Dessiner pour témoigner : "La cellule", par France Hamelin

Légende :

La cellule, dessin fait par France Hamelin pendant sa détention à la prison pour femmes de La Petite Roquette (Paris), à l'automne 1943

 

Genre : Image

Type : Dessin

Source : © Musée de la Résistance nationale, Champigny-sur-Marne Droits réservés

Détails techniques :

Fusain sur papier, dimensions 26,7 cm x 20,8 cm

Date document : Automne 1943

Lieu : France - Ile-de-France - Paris - Paris XIe

Ajouter au bloc-notes

Analyse média

France Hamelin a récupéré le matériel nécessaire pour dessiner et peindre pendant sa détention grâce à la solidarité de co-détenues et aux colis qu'elle recevait.

Elle a commenté elle-même ses dessins dans le catalogue d'une exposition qui leur a été consacrée en 2001. Voici ce qu'elle dit à propos de La cellule:

"[...]Quand on entrait dans une cellule, on était en général accueilli par des grondements. Pour celles qui étaient déjà là, cela signifiait qu'il y aurait moins de place. Les dernières arrivantes avaient les plus mauvaises places, les couvertures les plus crasseuses. C'était la coutume...Mais avec Maguy, nous avont été plutôt bien accueillies par des "Droit commun" contentes de voir arriver des "Politiques". La cellule était un espace occupé par cinq paillasses sur des bat-flancs. Sur la paillasse, une couverture, pas deux! Le sol était carrelé et il n'y avait aucun meuble. Une planche était suspendue au-dessus de ma couche. On y mettait le pain pour ne pas que les rats le mangent. Les murs étaient infects. La cellule grouillait de punaises. La seule décoration, c'étaient les inscriptions des prisonnières, avec les jours barrés. Le seau "hygiénique" trônait. Celui que l'on voit sur le dessin était luxueux car il avait une anse. Quand ils n'en avaient pas, nous étions obligées de les porter sous les bras. C'est dans la cellule que l'on avait le plus de contacts avec les "Droit commun". Nous y étions enfermées de six heures du soir à six heures du matin. On voit le guichet avec ses barreaux: la tête de la religieuse apparaissait dans les "grandes occasions", quand il y avait du bruit... Sinon elles n'intervenaient que le matin et le soir."

En rapprochant ce commentaire du dessin lui-même, on voit que la description de la cellule est plus précise dans le texte. La force du dessin réside dans son pouvoir de transcription des sensations et des émotions: l'infection des murs est rendue par l'utilisation du fusain, la centralité du seau hygiénique est soulignée par le point de vue adopté, la promiscuité et, peut-être, la coexistence difficile entre résistantes et "droit commun" transparaît dans la composition des cinq personnages, qui ne se regardent pas.
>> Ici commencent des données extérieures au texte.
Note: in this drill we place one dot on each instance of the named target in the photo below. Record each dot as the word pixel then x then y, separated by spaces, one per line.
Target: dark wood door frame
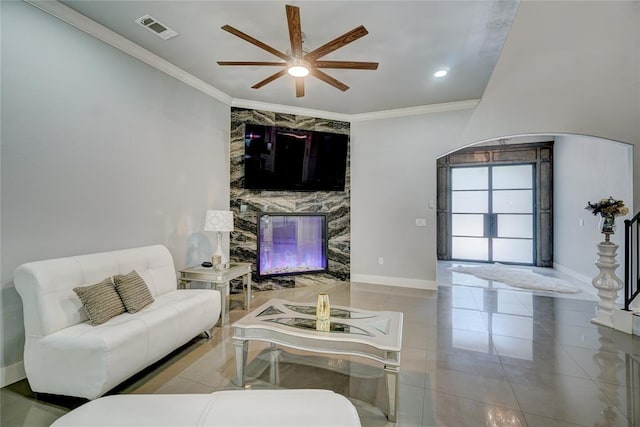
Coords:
pixel 540 154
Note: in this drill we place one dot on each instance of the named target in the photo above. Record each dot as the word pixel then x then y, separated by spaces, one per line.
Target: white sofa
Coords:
pixel 222 408
pixel 66 355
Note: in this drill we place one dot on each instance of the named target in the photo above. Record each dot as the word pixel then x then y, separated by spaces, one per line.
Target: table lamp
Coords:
pixel 220 222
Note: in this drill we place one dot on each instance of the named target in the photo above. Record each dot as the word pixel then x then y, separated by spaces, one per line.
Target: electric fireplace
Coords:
pixel 291 243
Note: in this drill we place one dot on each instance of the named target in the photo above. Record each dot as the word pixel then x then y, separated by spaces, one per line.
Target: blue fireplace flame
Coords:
pixel 291 244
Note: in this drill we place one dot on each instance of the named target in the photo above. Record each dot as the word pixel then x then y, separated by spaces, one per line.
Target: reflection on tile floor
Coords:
pixel 474 354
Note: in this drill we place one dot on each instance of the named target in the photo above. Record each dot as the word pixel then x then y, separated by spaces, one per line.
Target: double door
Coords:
pixel 492 213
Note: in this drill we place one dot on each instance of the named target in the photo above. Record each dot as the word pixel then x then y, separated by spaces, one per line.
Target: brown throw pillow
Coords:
pixel 100 301
pixel 133 290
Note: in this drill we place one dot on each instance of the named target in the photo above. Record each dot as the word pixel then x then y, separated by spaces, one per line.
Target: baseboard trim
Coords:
pixel 12 373
pixel 572 273
pixel 401 282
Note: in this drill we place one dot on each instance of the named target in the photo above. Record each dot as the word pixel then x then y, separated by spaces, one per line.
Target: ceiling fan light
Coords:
pixel 441 73
pixel 298 71
pixel 298 68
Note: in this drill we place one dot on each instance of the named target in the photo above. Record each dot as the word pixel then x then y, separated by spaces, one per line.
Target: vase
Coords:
pixel 322 308
pixel 608 225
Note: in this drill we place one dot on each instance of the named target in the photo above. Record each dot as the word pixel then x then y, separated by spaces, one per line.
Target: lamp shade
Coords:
pixel 218 221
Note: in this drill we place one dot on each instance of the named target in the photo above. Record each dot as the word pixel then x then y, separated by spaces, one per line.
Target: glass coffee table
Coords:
pixel 375 335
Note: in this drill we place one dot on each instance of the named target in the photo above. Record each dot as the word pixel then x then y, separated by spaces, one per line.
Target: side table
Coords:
pixel 220 277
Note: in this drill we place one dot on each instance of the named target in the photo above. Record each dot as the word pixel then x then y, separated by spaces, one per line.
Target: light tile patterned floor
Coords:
pixel 475 353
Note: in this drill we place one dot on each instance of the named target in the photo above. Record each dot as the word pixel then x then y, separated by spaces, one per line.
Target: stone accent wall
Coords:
pixel 246 203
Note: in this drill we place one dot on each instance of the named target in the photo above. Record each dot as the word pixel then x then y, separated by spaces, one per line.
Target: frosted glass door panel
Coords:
pixel 467 225
pixel 512 177
pixel 469 202
pixel 515 226
pixel 474 248
pixel 513 201
pixel 470 178
pixel 513 250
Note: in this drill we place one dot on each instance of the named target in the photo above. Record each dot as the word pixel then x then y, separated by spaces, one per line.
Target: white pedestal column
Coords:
pixel 607 284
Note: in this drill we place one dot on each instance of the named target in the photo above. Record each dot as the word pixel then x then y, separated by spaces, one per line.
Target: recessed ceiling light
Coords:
pixel 441 73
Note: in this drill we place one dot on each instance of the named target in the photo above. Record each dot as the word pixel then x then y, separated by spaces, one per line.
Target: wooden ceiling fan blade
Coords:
pixel 268 64
pixel 295 30
pixel 328 79
pixel 337 43
pixel 255 42
pixel 269 79
pixel 299 87
pixel 353 65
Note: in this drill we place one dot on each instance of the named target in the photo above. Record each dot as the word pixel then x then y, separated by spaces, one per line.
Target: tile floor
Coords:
pixel 475 353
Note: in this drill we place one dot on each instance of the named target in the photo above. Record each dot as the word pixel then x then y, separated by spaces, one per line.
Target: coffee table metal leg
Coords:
pixel 241 347
pixel 391 374
pixel 247 295
pixel 274 373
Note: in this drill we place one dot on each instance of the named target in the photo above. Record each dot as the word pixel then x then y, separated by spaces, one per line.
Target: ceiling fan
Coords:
pixel 299 63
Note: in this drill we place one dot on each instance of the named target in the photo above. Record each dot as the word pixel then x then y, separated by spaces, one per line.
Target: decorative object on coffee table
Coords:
pixel 220 222
pixel 323 310
pixel 607 283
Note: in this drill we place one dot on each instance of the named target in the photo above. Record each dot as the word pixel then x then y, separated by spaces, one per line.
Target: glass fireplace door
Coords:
pixel 492 213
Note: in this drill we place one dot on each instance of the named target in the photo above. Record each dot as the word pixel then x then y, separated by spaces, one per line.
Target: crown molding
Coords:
pixel 413 111
pixel 91 27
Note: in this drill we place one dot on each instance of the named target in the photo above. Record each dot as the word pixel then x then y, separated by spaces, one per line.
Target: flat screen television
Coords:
pixel 285 159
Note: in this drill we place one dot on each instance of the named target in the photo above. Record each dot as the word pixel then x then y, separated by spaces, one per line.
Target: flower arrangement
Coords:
pixel 608 207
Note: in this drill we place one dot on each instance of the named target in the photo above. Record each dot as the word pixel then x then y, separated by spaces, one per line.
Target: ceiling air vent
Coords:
pixel 156 27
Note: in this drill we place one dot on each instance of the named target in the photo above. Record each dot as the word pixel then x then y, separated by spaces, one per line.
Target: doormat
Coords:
pixel 517 277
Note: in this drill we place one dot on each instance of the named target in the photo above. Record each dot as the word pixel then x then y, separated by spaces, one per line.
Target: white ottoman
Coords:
pixel 222 408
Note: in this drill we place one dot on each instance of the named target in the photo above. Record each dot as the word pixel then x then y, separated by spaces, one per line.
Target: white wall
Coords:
pixel 99 152
pixel 566 67
pixel 392 182
pixel 586 169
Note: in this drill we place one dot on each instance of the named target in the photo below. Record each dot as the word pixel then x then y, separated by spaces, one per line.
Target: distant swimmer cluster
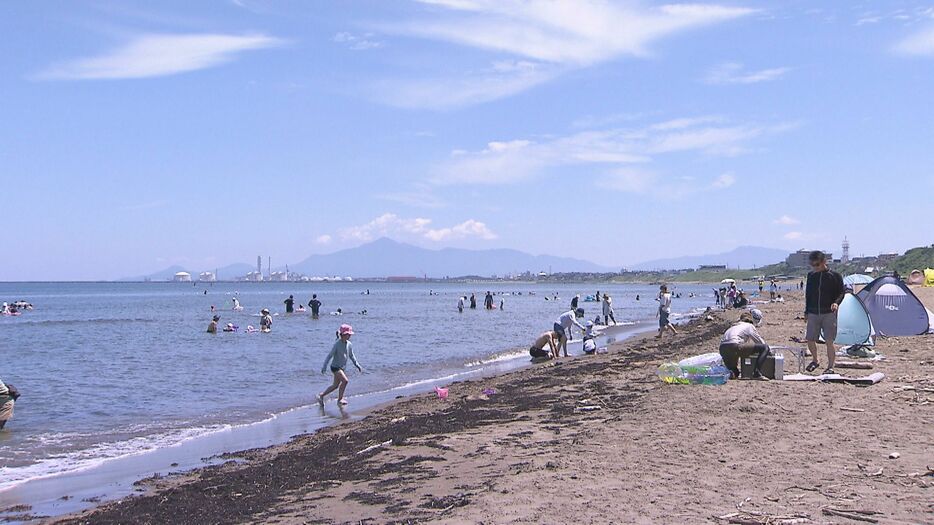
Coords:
pixel 15 308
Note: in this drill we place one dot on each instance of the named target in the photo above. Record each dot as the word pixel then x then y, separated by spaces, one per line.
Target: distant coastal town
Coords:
pixel 794 266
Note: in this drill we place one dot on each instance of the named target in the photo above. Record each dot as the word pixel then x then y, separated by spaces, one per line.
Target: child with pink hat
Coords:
pixel 340 353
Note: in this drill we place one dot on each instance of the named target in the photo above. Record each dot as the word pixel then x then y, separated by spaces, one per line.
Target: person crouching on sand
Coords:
pixel 550 338
pixel 340 353
pixel 743 340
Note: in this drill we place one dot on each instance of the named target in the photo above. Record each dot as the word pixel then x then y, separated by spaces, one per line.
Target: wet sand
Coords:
pixel 746 452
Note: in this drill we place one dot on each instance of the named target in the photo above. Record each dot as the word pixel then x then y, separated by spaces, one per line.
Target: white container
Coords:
pixel 779 366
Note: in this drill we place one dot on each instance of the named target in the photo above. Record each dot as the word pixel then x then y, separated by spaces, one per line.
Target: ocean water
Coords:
pixel 108 370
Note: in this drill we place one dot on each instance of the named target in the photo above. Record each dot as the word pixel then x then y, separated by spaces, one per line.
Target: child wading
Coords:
pixel 340 353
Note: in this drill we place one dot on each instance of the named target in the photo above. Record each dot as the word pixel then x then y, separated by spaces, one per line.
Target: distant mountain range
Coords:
pixel 743 257
pixel 385 258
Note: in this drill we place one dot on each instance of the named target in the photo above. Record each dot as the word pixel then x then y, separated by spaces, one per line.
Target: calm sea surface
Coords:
pixel 112 369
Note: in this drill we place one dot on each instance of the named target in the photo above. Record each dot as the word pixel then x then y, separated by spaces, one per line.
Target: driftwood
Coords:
pixel 852 514
pixel 850 364
pixel 374 447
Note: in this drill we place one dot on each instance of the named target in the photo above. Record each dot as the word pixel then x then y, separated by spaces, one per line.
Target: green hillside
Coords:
pixel 914 259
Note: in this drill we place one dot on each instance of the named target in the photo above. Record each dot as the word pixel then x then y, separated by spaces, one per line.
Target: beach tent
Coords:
pixel 856 278
pixel 854 326
pixel 893 308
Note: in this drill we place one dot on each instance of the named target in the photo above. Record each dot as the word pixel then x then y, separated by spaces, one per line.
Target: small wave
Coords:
pixel 497 358
pixel 98 454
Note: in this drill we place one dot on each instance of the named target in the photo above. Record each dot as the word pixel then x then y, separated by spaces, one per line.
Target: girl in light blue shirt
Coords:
pixel 341 352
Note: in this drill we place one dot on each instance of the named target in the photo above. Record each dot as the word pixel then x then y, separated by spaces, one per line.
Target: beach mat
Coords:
pixel 871 379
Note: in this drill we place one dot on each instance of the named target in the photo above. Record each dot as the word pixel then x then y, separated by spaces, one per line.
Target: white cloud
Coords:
pixel 447 92
pixel 724 181
pixel 391 225
pixel 920 43
pixel 156 55
pixel 542 39
pixel 734 73
pixel 511 161
pixel 570 32
pixel 357 42
pixel 786 220
pixel 628 180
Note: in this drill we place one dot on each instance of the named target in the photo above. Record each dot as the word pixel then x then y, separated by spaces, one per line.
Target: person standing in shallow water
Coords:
pixel 7 400
pixel 315 306
pixel 341 352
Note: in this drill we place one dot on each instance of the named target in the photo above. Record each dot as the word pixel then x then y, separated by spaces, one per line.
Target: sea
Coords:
pixel 113 373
Malgré l'économie des moyens, le souci d'individualiser chaque détenue se remarque dans la différenciation des attitudes générales et des visages.


Bruno Leroux

Source:  France Hamelin, Dessins et peintures de prison, Champigny-sur-Marne, Musée de la Résistance nationale, s.d. (catalogue de l'exposition présentée au MRN de novembre 2001 à janvier 2002)

Contexte historique

France Haberer naît le 14 juillet 1918 à Paris. Elle passe une partie de son enfance et son adolescence dans le Lot-et-Garonne. A Bordeaux, entre 1939 et 1942, elle suit des études supérieures d’art et de philosophie.

Imprégnée d’idéaux antifascistes, elle entre en contact avec le mouvement des Auberges de la jeunesse puis devient résistante dans le secteur de Vanves (banlieue sud-ouest de Paris). Les actions qu’elle mène avec son futur mari Lucien Hamelin combinent l'hébergement de personnes recherchées (résistants et juifs) et la fabrication d’imprimés clandestins.

Lucien et France Hamelin sont arrêtés le 31 août 1943 à Paris. France est interrogée à la préfecture de Police de Paris. Elle est d’abord envoyée au Dépôt (La Conciergerie), internée à la prison de la Petite Roquette dès le 9 septembre - prison pour femmes gérée par des religieuses - puis au camp des Tourelles à partir de décembre 1943. Tombée enceinte avant sa période de détention, France accouche le 21 avril 1944 à l’hôpital Tenon d’où elle s’évade le 17 mai 1944 grâce à un complice résistant. Elle se réfugie alors au Béziat (Lot-et-Garonne) avec son nouveau-né Michel.

Les dessins et son journal qui nous sont parvenus ont été réalisés clandestinement durant sa période de détention. A la Libération France Hamelin retrouve Lucien, revenu du camp de Buchenwald où il avait été déporté.